Terahertz micro-resonators investigated in the near- and far-field

Terahertz (THz) frequencies are ascribed to the part of the spectrum with frequencies of 0.1 to 10 THz with free space wavelengths of 0.3 to 3 mm. Research at THz frequencies has gained a lot of momentum over the last few decades due to certain interesting attributes of this spectral range mainly in the fields of spectroscopy and communication. Resonant structures, due to their ability to microscopically manipulate electromagnetic field distribution around matter and cause macroscopic effects in the far-field and/or subwavelength confinement of electromagnetic fields, have been studied extensively in the optics followed closely by the research at THz frequencies. At these frequencies, they can be used as devices for sub-wavelength spectroscopy as well as components in communication systems.

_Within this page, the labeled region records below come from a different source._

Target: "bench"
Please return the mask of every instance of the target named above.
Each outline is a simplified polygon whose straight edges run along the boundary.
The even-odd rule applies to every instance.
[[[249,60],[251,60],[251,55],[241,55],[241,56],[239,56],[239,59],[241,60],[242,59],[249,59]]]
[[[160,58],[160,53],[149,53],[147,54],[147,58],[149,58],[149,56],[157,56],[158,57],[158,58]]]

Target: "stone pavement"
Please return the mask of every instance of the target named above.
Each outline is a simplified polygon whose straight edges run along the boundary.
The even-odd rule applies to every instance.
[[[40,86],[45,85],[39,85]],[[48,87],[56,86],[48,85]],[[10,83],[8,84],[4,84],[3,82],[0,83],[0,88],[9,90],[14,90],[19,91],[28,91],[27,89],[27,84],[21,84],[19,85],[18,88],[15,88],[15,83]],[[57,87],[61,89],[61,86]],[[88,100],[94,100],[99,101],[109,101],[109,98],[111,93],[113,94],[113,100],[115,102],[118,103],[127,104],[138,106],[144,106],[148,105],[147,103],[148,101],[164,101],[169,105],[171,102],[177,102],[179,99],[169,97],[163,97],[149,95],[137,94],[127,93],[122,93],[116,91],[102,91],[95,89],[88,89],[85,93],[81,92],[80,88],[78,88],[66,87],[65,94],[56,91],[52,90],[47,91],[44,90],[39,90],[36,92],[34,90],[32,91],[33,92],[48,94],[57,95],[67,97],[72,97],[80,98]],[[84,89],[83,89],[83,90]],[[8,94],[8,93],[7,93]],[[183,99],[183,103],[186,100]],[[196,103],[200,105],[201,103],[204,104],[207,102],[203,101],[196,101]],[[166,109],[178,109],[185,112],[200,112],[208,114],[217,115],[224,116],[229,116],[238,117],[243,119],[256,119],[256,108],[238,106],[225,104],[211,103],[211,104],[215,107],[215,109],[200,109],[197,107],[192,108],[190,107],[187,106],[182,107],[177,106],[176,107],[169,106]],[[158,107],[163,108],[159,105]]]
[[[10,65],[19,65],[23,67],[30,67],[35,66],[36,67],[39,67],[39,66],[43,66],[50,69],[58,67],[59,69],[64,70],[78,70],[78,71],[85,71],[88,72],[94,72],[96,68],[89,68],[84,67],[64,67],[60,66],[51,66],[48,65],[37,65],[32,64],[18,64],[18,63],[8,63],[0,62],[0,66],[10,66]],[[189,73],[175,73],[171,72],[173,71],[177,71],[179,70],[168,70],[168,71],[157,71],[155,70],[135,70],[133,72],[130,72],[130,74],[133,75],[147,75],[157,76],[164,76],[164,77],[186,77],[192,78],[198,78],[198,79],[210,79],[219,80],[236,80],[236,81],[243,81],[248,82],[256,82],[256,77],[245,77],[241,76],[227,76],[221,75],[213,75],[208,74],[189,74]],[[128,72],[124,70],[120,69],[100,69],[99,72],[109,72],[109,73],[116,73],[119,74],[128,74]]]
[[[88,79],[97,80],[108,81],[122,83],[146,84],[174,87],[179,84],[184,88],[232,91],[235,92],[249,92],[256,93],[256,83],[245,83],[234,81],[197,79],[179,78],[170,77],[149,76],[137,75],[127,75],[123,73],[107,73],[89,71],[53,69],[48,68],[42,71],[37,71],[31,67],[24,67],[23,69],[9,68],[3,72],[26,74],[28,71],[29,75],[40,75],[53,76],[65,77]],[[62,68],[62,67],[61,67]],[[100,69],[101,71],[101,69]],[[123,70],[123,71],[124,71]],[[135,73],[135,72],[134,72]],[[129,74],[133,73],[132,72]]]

However, the efficiency of these devices depend critically on the accurate characterization of the electromagnetic field distribution around it. In this talk, we will explore how the electric near-field distribution in the vicinity these resonant structures can be fully characterized beyond the diffraction limit using a near-field micro-spectroscopic technique. We will further investigate how conventional far-field spectroscopic technique becomes insufficient for accurate spectral characterization of these structures. We will also investigate how coupling between resonant structures (both radiative and non-radiative) can be harnessed to achieve photonic analogue of interesting physical effects, such as, electromagnetically induced transparencies, relevant for photonics devices.